Smart growth.
You hear that phrase kicked around a lot. And if you don’t know what I’m talking about, you will soon.

As the City of Beaufort works on its comprehensive plan over the next few months, the words smart growth will be etched into your brain for all eternity.
    The problem is, what is it?
    Below I’ve listed the ten principles of smart growth, as presented by the city’s planning consultants. I’ve also included my own interpretation and comments.
    Mix land uses. Translation: It’s time to sacrifice the sacred cow of single land-use zoning. You probably would know the zoning litany if you heard it. It varies according to where you are, but it goes something like this: a parcel of land can be zoned rural, residential, commercial, industrial, or rural. This is because in the old days, in the golden age before excessive government regulation, homeowners were threatened by toxic factories and tenements that moved into their neighborhoods and damaged their property values. It’s not so much a problem any more. This means shopping, services and workplaces don’t have to be in mutually exclusive zones.
    Take advantage of compact building design. Translation: Single family homes are hogging up too much space. Scoot over and make room for the rest of us. And while you’re at it build more than one or two stories on that parcel. Let’s use the excess capacity in that sewer line you’re tapped into — what are we saving it for anyway?
    Create a range of housing opportunities and choices. Translation: Not everybody wants to live in a 3,000 SF house with a giant yard and a two-car garage. And even if they wanted to, most people can’t afford it.
    Create walkable communities. Translation: People want to walk to interesting places safely. Key words interesting and safe. Ask yourself which one-mile walk you would prefer: a) Strolling along a tree-lined sidewalk until you reach a pleasant park; or b) Walking down a mile of hot asphalt lined with ranch houses that look exactly like your own.
    Foster distinctive, attractive communities with a strong sense of place. Translation: An Applebee’s in New England should look different from a Applebee’s in New Mexico. And the one in Beaufort should not look like the one we have, but it does because Highway 21 is what it is.     Thus the Boundary Street Master Plan.

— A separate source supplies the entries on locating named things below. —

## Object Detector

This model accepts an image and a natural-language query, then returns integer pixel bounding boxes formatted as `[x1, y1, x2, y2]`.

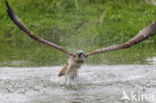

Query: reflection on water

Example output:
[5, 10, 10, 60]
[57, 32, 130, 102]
[0, 65, 156, 103]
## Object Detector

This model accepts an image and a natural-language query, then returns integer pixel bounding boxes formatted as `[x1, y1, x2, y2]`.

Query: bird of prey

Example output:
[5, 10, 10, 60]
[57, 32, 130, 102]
[5, 1, 156, 79]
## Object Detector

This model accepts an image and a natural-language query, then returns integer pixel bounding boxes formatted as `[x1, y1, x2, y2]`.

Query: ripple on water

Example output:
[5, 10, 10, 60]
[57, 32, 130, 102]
[0, 65, 156, 103]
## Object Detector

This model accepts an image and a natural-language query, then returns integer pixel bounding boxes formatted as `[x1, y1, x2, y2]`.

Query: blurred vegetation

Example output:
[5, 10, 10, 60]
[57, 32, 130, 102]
[0, 0, 156, 66]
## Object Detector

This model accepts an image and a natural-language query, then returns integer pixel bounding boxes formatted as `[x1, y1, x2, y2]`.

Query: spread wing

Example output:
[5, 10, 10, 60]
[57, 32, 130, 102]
[5, 1, 74, 56]
[86, 22, 156, 57]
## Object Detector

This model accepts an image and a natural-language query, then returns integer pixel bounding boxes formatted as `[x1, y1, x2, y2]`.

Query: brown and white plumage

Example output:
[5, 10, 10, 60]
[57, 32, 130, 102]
[5, 1, 156, 78]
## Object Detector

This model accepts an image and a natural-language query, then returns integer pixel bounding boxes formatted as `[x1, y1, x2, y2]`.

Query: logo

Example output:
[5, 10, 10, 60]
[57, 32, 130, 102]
[121, 91, 155, 102]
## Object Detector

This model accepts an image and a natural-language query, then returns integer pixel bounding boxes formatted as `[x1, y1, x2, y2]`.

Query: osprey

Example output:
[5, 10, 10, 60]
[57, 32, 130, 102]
[5, 1, 156, 79]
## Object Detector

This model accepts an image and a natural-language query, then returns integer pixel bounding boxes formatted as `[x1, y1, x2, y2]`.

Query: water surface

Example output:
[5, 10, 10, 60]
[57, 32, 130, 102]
[0, 65, 156, 103]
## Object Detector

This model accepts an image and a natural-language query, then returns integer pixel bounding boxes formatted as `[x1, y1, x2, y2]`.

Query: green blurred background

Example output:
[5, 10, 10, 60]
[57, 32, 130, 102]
[0, 0, 156, 66]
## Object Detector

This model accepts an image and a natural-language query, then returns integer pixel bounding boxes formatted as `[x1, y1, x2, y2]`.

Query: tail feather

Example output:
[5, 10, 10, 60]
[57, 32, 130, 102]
[58, 63, 68, 77]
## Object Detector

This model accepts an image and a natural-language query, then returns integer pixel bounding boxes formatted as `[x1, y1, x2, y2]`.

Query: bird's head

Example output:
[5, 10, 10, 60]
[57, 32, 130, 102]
[74, 50, 86, 63]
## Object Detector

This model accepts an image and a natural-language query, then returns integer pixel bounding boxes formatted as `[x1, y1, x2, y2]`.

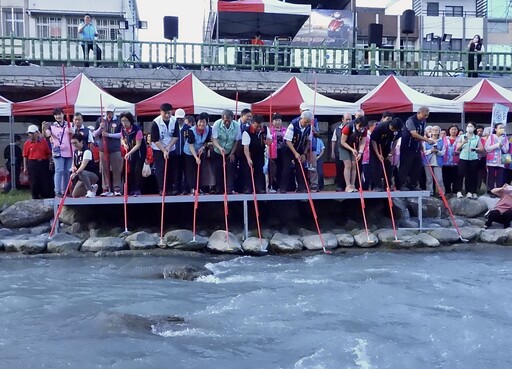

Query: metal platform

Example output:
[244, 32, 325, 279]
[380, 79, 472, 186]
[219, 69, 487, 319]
[50, 191, 430, 237]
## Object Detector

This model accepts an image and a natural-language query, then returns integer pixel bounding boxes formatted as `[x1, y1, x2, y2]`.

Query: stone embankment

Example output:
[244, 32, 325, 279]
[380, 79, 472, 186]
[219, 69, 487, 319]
[0, 196, 512, 258]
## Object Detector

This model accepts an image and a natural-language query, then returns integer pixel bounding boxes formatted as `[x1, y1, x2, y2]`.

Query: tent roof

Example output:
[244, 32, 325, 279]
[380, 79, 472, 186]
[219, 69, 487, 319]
[214, 0, 311, 40]
[0, 96, 12, 117]
[12, 73, 134, 115]
[355, 76, 462, 114]
[135, 73, 250, 115]
[252, 77, 357, 115]
[453, 79, 512, 113]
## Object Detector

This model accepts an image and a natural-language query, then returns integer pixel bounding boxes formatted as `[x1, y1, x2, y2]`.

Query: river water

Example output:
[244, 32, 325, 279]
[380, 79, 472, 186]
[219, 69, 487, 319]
[0, 248, 512, 369]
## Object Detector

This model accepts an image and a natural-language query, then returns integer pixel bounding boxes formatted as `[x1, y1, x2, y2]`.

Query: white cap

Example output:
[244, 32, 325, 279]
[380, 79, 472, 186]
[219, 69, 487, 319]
[27, 124, 39, 133]
[174, 109, 185, 118]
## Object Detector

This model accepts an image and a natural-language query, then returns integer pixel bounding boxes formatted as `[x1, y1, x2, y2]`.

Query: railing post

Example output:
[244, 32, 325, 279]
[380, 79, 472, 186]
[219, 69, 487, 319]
[369, 44, 377, 76]
[11, 32, 16, 65]
[117, 35, 124, 69]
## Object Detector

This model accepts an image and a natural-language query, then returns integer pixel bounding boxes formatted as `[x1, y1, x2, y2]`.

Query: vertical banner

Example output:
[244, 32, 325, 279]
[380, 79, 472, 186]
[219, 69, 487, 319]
[491, 104, 509, 131]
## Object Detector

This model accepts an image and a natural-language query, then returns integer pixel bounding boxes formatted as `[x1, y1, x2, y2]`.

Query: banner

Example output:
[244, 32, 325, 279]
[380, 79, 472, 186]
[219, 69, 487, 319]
[491, 104, 509, 131]
[292, 9, 352, 47]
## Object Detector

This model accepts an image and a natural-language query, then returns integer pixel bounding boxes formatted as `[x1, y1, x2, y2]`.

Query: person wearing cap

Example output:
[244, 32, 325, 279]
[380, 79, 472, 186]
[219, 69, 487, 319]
[279, 110, 313, 193]
[93, 104, 123, 196]
[151, 103, 180, 195]
[119, 112, 146, 196]
[212, 109, 242, 194]
[71, 112, 94, 150]
[78, 13, 101, 67]
[173, 109, 190, 195]
[242, 114, 272, 193]
[4, 135, 23, 192]
[43, 108, 73, 197]
[23, 125, 52, 199]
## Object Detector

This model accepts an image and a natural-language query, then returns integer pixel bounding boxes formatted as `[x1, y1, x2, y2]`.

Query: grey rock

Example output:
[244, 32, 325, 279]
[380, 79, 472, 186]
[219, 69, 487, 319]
[448, 197, 487, 218]
[206, 230, 243, 253]
[80, 237, 125, 252]
[164, 229, 209, 251]
[242, 237, 268, 255]
[125, 232, 159, 250]
[336, 233, 354, 247]
[3, 236, 48, 254]
[59, 206, 98, 224]
[48, 233, 82, 254]
[427, 228, 460, 244]
[354, 230, 379, 248]
[406, 197, 445, 218]
[479, 229, 509, 245]
[162, 265, 213, 281]
[302, 233, 338, 250]
[269, 233, 304, 253]
[30, 224, 51, 235]
[0, 200, 53, 228]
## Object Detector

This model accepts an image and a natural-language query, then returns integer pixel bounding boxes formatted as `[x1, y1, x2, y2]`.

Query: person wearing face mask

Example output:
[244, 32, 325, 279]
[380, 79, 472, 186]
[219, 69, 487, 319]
[457, 122, 484, 199]
[485, 123, 509, 194]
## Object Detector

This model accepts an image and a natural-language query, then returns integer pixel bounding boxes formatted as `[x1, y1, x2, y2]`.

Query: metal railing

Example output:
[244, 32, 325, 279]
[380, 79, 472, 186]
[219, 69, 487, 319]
[0, 37, 512, 77]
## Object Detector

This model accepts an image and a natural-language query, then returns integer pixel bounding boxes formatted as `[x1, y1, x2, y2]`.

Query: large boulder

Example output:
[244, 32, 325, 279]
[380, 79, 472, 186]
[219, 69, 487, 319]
[354, 230, 379, 247]
[242, 237, 268, 255]
[48, 233, 82, 254]
[207, 230, 243, 253]
[407, 196, 446, 218]
[164, 229, 210, 251]
[269, 233, 304, 253]
[302, 233, 338, 250]
[80, 237, 125, 252]
[336, 233, 354, 247]
[125, 232, 159, 250]
[3, 235, 48, 254]
[448, 197, 487, 218]
[0, 200, 53, 228]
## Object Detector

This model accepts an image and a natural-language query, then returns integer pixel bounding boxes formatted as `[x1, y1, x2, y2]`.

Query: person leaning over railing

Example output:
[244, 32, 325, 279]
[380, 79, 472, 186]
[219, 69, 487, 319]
[78, 13, 101, 67]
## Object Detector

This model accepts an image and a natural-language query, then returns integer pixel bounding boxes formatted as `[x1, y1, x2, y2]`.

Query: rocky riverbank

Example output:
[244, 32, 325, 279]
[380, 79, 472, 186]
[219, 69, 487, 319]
[0, 196, 512, 256]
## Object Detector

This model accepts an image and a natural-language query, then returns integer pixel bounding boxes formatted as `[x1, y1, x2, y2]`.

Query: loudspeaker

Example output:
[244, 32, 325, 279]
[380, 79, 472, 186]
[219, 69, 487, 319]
[400, 9, 416, 35]
[164, 16, 178, 40]
[368, 23, 383, 47]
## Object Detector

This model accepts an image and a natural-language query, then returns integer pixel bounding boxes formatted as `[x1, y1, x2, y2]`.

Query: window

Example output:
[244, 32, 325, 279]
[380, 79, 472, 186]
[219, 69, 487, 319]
[427, 3, 439, 17]
[36, 17, 62, 38]
[444, 5, 464, 17]
[2, 8, 25, 37]
[96, 18, 119, 40]
[66, 18, 82, 38]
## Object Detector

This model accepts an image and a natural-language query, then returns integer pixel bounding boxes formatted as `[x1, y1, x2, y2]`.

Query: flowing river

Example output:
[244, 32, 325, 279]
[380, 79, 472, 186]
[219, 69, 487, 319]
[0, 248, 512, 369]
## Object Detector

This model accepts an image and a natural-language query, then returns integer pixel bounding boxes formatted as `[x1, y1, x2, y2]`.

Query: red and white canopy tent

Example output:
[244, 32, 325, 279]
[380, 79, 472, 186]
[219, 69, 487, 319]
[453, 79, 512, 113]
[214, 0, 311, 40]
[12, 73, 135, 116]
[252, 77, 357, 115]
[135, 73, 250, 116]
[354, 76, 462, 114]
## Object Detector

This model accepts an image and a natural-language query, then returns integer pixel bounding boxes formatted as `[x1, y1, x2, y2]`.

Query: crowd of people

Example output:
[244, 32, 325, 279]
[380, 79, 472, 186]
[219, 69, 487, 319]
[10, 103, 512, 207]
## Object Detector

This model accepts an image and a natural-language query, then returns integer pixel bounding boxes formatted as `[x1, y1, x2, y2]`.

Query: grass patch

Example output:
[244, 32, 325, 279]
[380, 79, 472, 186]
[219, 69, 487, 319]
[0, 190, 32, 206]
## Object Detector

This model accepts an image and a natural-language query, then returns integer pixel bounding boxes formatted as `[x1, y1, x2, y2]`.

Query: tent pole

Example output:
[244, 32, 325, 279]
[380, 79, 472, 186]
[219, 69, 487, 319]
[9, 113, 16, 190]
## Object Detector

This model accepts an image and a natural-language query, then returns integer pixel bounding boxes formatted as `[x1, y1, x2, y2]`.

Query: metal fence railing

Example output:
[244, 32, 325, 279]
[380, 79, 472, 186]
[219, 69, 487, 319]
[0, 36, 512, 77]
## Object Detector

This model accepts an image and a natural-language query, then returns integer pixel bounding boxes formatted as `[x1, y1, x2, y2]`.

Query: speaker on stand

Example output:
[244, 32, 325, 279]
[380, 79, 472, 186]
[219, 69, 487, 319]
[400, 9, 416, 75]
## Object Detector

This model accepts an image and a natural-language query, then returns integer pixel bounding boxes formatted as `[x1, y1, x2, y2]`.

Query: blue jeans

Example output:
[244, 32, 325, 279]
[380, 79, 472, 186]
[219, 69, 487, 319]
[53, 156, 73, 194]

    Preserve open space, farmland, natural beauty, and critical environmental areas. Translation: Encourage rural landowners to place conservation easements on their property, or ask them to work with preservation programs that will pay them the current appraised value for their land. If the landowners won’t sell because they think the current appraised value is too low, mock them publicly.
    Strengthen and direct development toward existing communities. Translation: Don’t put more grocery stores and restaurants and hotels and residential subdivisions on farmland out in the nether regions. Put curbs, gutters and sidewalks in places like Higginsonville (the area behind the city’s new government center) to allow greater density and intensity of use. Hold the hands of people in Pigeon Point, Spanish Point, Hundred Pines and Mossy Oaks and help them stay calm as they get used to the idea that they’re next.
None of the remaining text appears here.